ICDDT2010: The 2nd International Conference on Drug Discovery & Therapy: Dubai, February 1st

The 2nd International Conference on Drug Discovery & Therapy: Dubai, February 1 - 4, 2010

Invited Speaker

New Gene Discovery in Metastatic Breast Cancer
Sandeep K Mishra
India

Metastasis Associated Protein 1 (MTA-1) interacting Coactivator in Breast Cancer Breast cancer, the most common malignancy in women, was already known to be associated with the steroid hormone estrogen more than a century ago. The discovery of the estrogen receptor (ER- α and ER-β) provided us not only with a powerful predictive and prognostic marker, but also an efficient target for the treatment of hormone-dependent breast cancer with antiestrogens. The transcriptional activity of estrogen receptor-α (ER-α) is modified by coactivators, corepressors, and chromatin remodeling complexes.

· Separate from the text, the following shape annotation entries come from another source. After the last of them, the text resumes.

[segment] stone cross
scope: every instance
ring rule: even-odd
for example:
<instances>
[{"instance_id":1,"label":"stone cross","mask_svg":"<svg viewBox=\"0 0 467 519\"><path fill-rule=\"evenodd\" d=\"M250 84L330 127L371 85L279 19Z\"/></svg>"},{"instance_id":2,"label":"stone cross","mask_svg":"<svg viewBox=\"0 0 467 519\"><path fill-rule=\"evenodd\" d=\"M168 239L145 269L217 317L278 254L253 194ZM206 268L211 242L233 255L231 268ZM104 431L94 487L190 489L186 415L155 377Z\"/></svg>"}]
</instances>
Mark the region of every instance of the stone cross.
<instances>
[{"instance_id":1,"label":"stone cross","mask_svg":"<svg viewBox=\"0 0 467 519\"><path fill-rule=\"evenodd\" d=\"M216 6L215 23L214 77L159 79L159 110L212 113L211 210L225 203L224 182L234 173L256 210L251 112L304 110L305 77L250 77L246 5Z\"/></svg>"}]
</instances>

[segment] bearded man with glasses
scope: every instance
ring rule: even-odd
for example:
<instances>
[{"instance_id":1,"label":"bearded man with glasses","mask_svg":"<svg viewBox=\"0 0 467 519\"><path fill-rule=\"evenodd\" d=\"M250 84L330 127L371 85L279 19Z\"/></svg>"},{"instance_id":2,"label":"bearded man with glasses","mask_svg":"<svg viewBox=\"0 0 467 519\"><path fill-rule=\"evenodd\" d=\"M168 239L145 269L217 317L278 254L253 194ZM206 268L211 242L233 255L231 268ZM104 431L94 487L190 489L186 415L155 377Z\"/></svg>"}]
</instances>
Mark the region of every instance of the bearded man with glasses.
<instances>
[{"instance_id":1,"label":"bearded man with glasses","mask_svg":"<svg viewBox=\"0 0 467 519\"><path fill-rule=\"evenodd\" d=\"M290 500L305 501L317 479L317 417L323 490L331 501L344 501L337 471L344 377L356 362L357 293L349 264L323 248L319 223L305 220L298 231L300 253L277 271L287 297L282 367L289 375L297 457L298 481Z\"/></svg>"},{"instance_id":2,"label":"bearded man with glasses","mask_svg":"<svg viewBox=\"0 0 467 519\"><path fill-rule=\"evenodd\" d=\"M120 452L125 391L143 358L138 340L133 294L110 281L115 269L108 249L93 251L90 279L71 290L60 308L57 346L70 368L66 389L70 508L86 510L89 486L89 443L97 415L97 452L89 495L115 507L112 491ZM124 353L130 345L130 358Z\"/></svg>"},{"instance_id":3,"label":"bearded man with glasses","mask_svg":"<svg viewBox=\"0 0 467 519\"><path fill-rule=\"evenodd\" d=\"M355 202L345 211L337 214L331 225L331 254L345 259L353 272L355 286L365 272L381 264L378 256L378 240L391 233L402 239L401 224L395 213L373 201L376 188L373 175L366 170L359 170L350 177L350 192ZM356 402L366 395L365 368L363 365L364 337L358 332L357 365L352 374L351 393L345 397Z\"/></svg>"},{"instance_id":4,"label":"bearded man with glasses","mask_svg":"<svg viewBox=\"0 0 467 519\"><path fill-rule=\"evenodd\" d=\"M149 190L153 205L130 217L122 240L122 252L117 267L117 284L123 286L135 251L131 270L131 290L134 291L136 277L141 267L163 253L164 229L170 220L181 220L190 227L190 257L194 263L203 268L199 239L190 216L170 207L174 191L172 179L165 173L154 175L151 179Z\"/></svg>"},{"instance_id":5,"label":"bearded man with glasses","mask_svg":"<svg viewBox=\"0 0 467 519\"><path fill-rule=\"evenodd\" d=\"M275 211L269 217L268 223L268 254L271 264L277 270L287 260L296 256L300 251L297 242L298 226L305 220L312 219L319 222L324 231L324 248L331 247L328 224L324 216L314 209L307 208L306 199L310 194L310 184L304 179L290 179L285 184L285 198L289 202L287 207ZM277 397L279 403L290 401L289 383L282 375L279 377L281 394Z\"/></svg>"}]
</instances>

We have previously shown that the metastasis-associated protein-1 (MTA1), a component of histone deacetylase and nucleosome remodeling complexes, represses ER-α driven transcription by recruiting histone deacetylases to the estrogen receptor element (ERE)-containing target gene chromatin in breast cancer cells. Using a yeast two-hybrid screening to clone MTA1-interacting proteins, we identified a previously uncharacterized molecule, which we named as MTA1-interacting coactivator (MICoA). Our findings suggest that estrogen signaling promotes nuclear translocation of MICoA and that MICoA interacts with MTA1 both in vitro and in vivo. MICoA binds to the C-terminal region of MTA1, whereas MTA1 binds to the N-terminal MICoA containing one nuclear receptor interaction LSRLL motif. We showed that MICoA is an ER- a coactivator, cooperates with other ER-α coactivators, stimulates ER- α transactivation functions, and associates with the endogenous ER- α and its target gene promoter chromatin. MTA1 also repressed MICoA-mediated stimulation of ERE-mediated transcription in the presence of ER-α and ER-α variants with naturally occurring mutations, such as D351Y and K303R, and that it interfered with the association of MICoA with the ER-α target gene chromatin. Because chromatin is a highly dynamic structure and since MTA1 and MICoA could be detected within the same complex, these findings suggest that MTA1 and MICoA might transmodulate functions of each other. Deregulation of MTA1 is likely to contribute to the progress of breast cancer through the functional inactivation of the ER- a pathway, presumably by derecruitment of MICoA from ER-α target promoter chromatin.